Several officials faced sanctions under the blanket term “conduct unbecoming an officer,” for infractions including aggravated assault, theft, drunk driving, domestic disputes and physical altercations.

Racist social-media posts

Social-media posts got a number of officials in trouble. Some reports of the social-media infractions were vague, described simply as violating departmental policies. Others included harassment in posts, liking a “reckless and inflammatory” post on Facebook, making “insensitive and distasteful social media posts,” and racist posts, including one who “reposted racial photographic images on social media of black males on the gallows surrounded by white males and stated ‘we need to bring this back.’” A handful of other officers were disciplined for expressing racist sentiments via email or in conversation.
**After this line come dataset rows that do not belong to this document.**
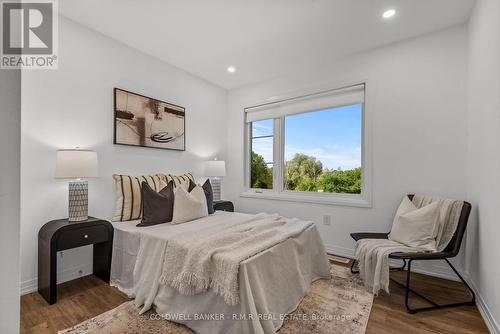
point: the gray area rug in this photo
(338, 305)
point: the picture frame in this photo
(144, 121)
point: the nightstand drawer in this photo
(82, 236)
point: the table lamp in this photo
(77, 164)
(215, 169)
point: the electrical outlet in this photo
(327, 220)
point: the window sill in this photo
(314, 198)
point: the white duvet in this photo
(271, 283)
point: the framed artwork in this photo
(148, 122)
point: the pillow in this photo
(209, 194)
(178, 180)
(128, 195)
(189, 205)
(416, 227)
(157, 207)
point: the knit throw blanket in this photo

Law enforcement officers faced severe discipline at several different types of agencies: universities, prosecutor and sheriff’s offices, municipal departments, as well as state police. Roughly a quarter were employed by the state Department of Corrections at prisons across the state.

This was the first time data on incidents was reported on such a scale; Grewal’s order calls for the information to be released annually. In the future, reports detailing all major discipline should be published no later than Jan. 31 of the following calendar year.

The release of disciplinary data is just the latest reform undertaken by the attorney general’s office. Grewal, who left the position last month to head up the enforcement arm at the Securities and Exchange Commission, made police reform a priority.

He issued 30 directives, plus additional guidelines and standards in his 3½ years on the job. Among the most significant were placing limits on the use of force by officers, an early warning system in all agencies to track and respond to internal-affairs complaints, use-of-force and civil actions against officers and new police training emphasizing de-escalation in responding to calls.

Most police officers are also required now to wear body cameras after Gov. Phil Murphy signed a law last November mandating the use of cameras by officers who deal with the public.